Fifteen-hour biofilms showing the distribution of two strains. (A and B) Biofilms of mixed cultures of A018 ΔR_GFP and A026 ΔR_mCherry. Panel A is a split image of the fluorescent green and red channels at ×10 magnification showing a wider distribution of the strains as they form microniches, while panel B shows a closer view of the same biofilms at ×63 magnification. Panel C shows a biofilm of wild-type strains A018_GFP and P013_mCherry, which both have the same subtypes of S- and R-pyocins.

FIG 5

Single static treatment of biofilms of A018 or A026 grown on polystyrene beads using R-pyocins of a competitor (A026 or A018, respectively). Hour 0 readings are the CFU/ml values of the 24-h biofilm grown on the beads. In one set of beads, growth was allowed to proceed unhindered (unbroken lines), while in the other set, three beads were harvested every hour, their biofilms were treated for 1 h using purified R-pyocins, and the CFU count was recorded after treatment (broken lines).
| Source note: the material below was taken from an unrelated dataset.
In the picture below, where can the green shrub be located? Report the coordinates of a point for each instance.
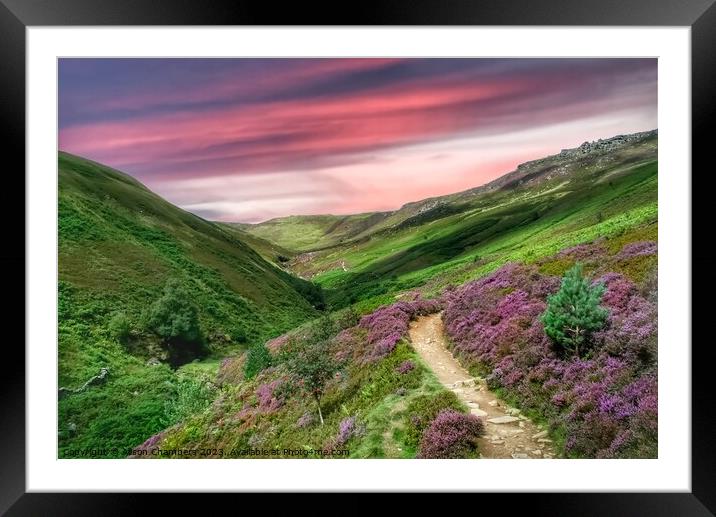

Beads in panel A were treated with R-pyocins from the wild type of competitor, while the ones in panel B were treated with cell extracts from R-pyocin mutants. *, P < 0.05.

FIG 6

Antibiofilm efficacy of R-pyocins. A 15-h biofilm of A018 was treated with R-pyocins extracted from A026 (A) and A026 ΔR (B). A significant portion of the biomass was killed after 2 h and full-depth lethal effects on the biomass was achieved after 4 h. This effect was absent in the control experiment, which utilized the R-pyocins of A026 ΔR.